Bertolt Brecht (1898-1956) se junta às levadas de Mano Brown e Thaíde para fazer do teatro hip-hop uma instigante experiência no cenário das artes cênicas brasileiras. À bagagem milenar do ator se incorporaram o flow do MC (o mestre de cerimônias do rap), a potência comunicativa do b-boy dançarino e a antropofagia do DJ, o alquimista dos samplers. O livro Teatro hip-hop (Editora Perspectiva) relata como essa estética se desenvolveu nos palcos paulistanos por iniciativa do Núcleo Bartolomeu de Depoimentos, criado em 2000.
Nas 60 páginas iniciais, Roberta explica o surgimento do hip-hop. É uma ótima aula, útil a todos os interessados em cultura urbana. A partir das periferias norte-americanas, rap, DJs, grafites, b-boys e b-girls se globalizaram. O MC, poeta oral que faz uso do microfone para verter sua vida em rap – ritmo e poesia –, cumpre a saga de trovadores medievais e de griots africanos.
“Periferia é periferia em qualquer lugar”, diz o MC brasileiro Gog, traduzindo a alma do rap, porta-voz dos excluídos. Duas características marcam esse canto falado — a autorrepresentação e o depoimento. A palavra é soberana, em diálogo constante com a base sonora construída sobre fragmentos musicais sampleados (ou reconfigurados) por DJs a bordo de seus toca-discos e computadores. Antigos LPs, cantores esquecidos e sons de outras culturas formam a matéria-prima da antropofágica polifonia regida pelo DJ. Com propriedade, Roberta lembra: hip-hop é também memória. E isso interessa aos palcos.
Compreendidas as matrizes da pulsante cultura urbana nascida de jamaicanos, latino-americanos e negros em Nova York, abrem-se as portas do Núcleo Bartolomeu para o leitor.
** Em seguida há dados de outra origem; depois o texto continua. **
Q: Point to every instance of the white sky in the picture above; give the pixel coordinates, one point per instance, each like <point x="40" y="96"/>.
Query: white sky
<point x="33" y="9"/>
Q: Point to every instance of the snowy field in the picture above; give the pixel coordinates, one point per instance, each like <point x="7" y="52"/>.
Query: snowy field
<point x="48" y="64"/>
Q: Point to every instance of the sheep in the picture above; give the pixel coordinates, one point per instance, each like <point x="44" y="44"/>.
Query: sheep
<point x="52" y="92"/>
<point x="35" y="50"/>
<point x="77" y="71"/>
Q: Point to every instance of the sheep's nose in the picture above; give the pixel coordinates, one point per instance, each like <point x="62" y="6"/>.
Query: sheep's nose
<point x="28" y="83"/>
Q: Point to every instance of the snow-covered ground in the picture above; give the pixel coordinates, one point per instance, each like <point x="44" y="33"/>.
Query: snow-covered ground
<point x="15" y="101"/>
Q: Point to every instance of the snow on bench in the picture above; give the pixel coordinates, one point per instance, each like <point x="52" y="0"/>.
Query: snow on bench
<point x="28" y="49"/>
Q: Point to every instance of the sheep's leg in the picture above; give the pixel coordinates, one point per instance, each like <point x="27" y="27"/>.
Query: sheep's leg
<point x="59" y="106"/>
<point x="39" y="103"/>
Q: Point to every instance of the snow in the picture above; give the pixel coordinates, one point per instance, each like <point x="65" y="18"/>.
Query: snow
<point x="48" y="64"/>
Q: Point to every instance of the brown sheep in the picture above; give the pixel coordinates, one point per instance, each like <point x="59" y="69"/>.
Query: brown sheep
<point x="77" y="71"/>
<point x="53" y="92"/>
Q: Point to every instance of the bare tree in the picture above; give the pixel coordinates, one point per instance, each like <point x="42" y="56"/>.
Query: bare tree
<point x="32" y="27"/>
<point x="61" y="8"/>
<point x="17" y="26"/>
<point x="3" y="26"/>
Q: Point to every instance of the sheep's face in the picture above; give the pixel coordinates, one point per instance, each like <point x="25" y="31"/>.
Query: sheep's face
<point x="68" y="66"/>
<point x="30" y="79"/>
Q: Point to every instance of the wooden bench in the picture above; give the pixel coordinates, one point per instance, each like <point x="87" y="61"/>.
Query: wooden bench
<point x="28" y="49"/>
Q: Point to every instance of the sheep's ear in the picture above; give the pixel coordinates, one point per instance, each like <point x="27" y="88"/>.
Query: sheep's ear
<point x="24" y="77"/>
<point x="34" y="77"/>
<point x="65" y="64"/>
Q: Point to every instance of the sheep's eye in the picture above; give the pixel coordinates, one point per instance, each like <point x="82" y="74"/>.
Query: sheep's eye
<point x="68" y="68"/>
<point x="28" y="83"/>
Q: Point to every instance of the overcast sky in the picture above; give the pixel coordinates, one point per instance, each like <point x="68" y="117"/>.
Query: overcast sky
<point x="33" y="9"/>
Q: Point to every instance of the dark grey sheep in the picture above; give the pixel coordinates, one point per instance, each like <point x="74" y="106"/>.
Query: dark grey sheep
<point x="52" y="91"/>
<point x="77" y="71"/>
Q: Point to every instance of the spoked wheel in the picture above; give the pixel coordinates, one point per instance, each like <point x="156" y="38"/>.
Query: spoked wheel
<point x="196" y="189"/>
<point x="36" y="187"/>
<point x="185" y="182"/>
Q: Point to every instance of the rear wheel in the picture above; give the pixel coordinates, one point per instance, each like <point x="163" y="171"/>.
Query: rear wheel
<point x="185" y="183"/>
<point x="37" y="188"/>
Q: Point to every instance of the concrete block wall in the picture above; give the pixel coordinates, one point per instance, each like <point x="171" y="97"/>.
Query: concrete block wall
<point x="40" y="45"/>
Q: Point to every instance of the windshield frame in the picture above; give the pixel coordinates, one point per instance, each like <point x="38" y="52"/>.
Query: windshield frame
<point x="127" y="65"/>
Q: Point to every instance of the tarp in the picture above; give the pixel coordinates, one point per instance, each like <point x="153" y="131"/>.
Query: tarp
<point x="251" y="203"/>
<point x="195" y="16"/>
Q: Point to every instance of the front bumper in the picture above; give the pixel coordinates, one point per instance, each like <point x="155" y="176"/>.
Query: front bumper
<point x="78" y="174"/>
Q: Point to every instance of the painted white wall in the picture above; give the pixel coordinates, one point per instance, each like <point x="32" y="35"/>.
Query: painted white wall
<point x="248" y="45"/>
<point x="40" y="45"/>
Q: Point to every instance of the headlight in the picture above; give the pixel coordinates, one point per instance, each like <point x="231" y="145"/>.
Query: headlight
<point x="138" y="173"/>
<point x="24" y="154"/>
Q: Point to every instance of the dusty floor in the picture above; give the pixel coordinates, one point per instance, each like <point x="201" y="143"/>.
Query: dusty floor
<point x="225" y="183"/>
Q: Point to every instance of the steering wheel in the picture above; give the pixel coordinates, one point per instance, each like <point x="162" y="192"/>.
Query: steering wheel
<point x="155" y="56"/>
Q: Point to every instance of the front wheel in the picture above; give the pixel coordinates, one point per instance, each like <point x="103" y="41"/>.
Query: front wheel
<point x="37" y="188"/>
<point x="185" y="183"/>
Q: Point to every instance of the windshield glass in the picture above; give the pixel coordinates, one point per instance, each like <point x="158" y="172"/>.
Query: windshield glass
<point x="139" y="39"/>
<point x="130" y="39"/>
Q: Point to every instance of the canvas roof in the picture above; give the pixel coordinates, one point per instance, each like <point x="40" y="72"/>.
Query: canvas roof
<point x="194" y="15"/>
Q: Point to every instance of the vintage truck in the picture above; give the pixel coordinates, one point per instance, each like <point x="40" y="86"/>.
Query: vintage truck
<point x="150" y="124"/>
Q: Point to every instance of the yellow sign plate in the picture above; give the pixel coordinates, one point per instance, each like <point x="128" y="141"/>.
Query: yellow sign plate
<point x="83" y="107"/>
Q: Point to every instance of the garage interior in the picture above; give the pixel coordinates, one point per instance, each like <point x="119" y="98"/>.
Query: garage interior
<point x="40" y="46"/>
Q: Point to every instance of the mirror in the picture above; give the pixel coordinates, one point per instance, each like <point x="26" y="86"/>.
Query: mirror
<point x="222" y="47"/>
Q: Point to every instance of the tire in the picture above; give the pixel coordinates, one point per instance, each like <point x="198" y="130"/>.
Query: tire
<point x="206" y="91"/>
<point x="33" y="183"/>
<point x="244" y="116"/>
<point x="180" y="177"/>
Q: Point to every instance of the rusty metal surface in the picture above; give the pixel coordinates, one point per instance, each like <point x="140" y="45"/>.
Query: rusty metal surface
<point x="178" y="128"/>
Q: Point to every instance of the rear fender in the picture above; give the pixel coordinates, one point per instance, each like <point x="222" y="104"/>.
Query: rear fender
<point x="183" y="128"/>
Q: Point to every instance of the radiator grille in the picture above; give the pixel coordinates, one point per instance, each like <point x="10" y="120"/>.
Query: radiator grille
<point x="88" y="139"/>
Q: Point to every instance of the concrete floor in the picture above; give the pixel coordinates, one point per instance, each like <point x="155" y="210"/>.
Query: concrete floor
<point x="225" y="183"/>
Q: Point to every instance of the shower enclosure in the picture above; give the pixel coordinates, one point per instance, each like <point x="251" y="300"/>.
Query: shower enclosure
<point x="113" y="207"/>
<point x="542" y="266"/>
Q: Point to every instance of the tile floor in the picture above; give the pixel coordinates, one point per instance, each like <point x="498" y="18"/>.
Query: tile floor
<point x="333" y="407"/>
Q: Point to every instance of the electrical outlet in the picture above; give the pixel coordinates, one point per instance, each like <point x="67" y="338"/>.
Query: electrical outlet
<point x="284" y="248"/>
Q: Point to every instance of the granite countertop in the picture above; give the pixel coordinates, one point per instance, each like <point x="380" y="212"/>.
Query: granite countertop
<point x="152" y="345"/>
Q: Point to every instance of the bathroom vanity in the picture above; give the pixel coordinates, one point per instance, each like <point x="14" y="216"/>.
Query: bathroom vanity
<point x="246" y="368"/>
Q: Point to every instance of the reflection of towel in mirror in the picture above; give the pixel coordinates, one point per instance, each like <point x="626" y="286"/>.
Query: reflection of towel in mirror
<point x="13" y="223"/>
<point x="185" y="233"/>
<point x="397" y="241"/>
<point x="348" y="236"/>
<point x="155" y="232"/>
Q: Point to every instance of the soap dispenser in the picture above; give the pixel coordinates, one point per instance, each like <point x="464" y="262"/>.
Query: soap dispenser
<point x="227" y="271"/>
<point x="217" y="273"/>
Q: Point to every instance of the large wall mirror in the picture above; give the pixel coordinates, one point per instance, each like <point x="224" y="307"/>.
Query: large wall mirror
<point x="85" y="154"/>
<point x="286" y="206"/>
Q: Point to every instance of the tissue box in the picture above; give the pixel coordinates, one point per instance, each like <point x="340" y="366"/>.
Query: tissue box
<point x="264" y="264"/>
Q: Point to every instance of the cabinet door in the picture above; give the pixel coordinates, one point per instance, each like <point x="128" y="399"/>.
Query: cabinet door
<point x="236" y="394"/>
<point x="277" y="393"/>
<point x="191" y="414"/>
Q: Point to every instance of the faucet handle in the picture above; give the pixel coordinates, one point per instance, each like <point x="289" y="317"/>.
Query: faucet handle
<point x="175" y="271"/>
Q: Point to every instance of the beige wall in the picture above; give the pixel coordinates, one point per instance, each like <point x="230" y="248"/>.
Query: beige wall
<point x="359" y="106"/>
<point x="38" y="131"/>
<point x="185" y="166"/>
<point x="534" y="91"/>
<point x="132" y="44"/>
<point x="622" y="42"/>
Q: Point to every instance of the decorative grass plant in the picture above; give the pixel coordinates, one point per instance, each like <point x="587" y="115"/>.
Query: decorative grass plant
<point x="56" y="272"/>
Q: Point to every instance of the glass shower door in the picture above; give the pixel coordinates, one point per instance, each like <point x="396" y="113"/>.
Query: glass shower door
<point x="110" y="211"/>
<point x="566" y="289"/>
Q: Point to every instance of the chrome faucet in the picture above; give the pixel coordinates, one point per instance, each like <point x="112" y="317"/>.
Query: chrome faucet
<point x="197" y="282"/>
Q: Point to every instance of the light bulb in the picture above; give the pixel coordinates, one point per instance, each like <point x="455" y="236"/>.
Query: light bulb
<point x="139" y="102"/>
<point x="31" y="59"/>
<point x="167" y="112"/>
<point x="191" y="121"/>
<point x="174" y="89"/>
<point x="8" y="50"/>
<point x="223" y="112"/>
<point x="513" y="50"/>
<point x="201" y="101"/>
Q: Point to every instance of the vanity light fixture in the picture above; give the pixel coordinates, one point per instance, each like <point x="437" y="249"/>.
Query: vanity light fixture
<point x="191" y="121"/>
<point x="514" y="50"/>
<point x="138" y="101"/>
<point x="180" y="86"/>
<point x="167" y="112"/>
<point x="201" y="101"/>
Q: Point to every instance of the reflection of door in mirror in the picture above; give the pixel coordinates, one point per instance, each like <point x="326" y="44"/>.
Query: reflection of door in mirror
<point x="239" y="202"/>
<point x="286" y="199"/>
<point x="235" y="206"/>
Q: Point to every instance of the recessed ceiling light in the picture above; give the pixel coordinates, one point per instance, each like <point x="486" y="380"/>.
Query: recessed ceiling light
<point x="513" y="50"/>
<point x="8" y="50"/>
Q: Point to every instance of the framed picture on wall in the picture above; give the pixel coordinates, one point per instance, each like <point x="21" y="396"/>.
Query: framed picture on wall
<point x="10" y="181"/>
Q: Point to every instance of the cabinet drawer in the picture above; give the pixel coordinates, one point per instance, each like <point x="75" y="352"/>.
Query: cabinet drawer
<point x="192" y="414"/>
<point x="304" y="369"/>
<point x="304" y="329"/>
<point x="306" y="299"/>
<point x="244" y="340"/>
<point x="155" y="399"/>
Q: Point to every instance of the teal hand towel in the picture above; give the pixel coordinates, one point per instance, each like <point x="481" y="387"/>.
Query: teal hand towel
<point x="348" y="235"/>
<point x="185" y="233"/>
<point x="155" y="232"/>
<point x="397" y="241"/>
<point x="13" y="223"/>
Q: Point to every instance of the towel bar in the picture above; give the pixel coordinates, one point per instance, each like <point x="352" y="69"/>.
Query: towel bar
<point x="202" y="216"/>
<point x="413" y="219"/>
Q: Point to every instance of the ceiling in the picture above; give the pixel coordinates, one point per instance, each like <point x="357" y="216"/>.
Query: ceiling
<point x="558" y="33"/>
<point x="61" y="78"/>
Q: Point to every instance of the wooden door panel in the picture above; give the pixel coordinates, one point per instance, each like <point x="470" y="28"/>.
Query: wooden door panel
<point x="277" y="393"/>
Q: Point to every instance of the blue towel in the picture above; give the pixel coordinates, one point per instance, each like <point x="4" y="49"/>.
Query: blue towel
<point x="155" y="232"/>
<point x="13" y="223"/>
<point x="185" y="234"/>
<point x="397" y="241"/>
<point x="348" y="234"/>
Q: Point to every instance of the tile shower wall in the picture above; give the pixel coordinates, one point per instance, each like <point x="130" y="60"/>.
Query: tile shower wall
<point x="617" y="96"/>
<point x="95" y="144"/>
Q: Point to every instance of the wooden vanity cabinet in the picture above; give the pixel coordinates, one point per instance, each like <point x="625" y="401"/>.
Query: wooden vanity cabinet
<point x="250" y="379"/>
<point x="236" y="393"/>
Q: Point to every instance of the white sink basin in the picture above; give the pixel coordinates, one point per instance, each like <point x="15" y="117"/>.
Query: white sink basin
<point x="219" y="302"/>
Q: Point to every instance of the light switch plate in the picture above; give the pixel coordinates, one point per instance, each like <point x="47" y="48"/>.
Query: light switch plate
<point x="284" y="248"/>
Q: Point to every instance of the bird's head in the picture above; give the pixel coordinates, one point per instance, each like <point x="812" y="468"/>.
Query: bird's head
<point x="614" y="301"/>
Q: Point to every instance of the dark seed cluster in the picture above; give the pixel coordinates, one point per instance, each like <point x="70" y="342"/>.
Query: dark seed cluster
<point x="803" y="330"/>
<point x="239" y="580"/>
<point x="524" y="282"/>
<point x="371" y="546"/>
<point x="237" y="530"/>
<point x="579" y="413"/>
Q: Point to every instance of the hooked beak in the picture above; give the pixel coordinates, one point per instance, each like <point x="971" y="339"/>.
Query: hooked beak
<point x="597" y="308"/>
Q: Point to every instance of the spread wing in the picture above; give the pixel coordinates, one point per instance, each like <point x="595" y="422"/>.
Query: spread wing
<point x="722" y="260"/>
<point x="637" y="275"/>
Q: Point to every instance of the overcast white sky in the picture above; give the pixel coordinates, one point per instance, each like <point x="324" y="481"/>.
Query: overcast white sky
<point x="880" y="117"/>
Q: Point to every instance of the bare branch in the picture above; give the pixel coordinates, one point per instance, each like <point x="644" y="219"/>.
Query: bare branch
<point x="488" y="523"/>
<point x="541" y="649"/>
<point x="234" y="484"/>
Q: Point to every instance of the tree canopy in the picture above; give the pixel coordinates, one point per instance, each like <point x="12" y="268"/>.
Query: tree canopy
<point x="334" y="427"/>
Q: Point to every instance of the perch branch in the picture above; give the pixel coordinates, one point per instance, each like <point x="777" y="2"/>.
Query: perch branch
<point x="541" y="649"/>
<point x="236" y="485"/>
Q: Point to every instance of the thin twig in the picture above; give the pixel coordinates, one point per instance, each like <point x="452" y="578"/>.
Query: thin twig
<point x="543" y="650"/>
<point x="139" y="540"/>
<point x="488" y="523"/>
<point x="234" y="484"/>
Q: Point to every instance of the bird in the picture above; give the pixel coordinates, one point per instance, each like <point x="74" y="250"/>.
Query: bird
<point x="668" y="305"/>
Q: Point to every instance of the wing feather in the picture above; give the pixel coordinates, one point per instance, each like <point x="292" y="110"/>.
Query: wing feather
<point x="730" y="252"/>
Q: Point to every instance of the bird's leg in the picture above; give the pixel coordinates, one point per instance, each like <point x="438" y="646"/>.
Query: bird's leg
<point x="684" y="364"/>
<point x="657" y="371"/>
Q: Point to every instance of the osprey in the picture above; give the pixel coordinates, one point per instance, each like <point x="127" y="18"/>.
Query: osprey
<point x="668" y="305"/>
Trata-se do primeiro grupo brasileiro de teatro hip-hop, estética também experimentada nos EUA. Por aqui, tudo começou em 1999, com a montagem Bartolomeu, que será que nele deu?, inspirada em Bartleby, the scrivener: a story of Wall Street, do americano Herman Melville. A atriz e diretora Claudia Schapira, ao assistir ao grupo de dança de rua Unidade Móvel, teve o insight: tamanha potência comunicativa expressava fisicamente aquilo a que ela pretendia dar texto e voz.
O processo de pesquisa para Bartolomeu... mixou fundamentos do teatro épico de Brecht. Atores dialogaram com dançarinos de rua para trazer aquela pulsação para o palco, interessados em traduzir a movimentação do universo urbano. Roberta explica como o “gestus social” brechtiano se somou a elementos da cultura urbana do fim do século 20 para gerar novas formas de expressão – sempre tendo a rua como fonte de inspiração.
Vieram várias peças com essa filosofia: Acordei que sonhava, baseada em texto de Pedro Calderón de la Barca (1600-1681); Frátria amada Brasil: Pequeno compêndio de lendas urbanas, inspirada na Odisseia, de Homero; a série 5 x 4 Particularidades coletivas; Cindi Hip-Hop: pequena ópera rap; Vai te catar!; Orfeu mestiço: Uma hip-hópera brasileira (que deu a Roberta Estrela D'Alva o Prêmio Shell de melhor atriz em 2012); e Antígona recortada: contos que cantam sobre pousos pássaros.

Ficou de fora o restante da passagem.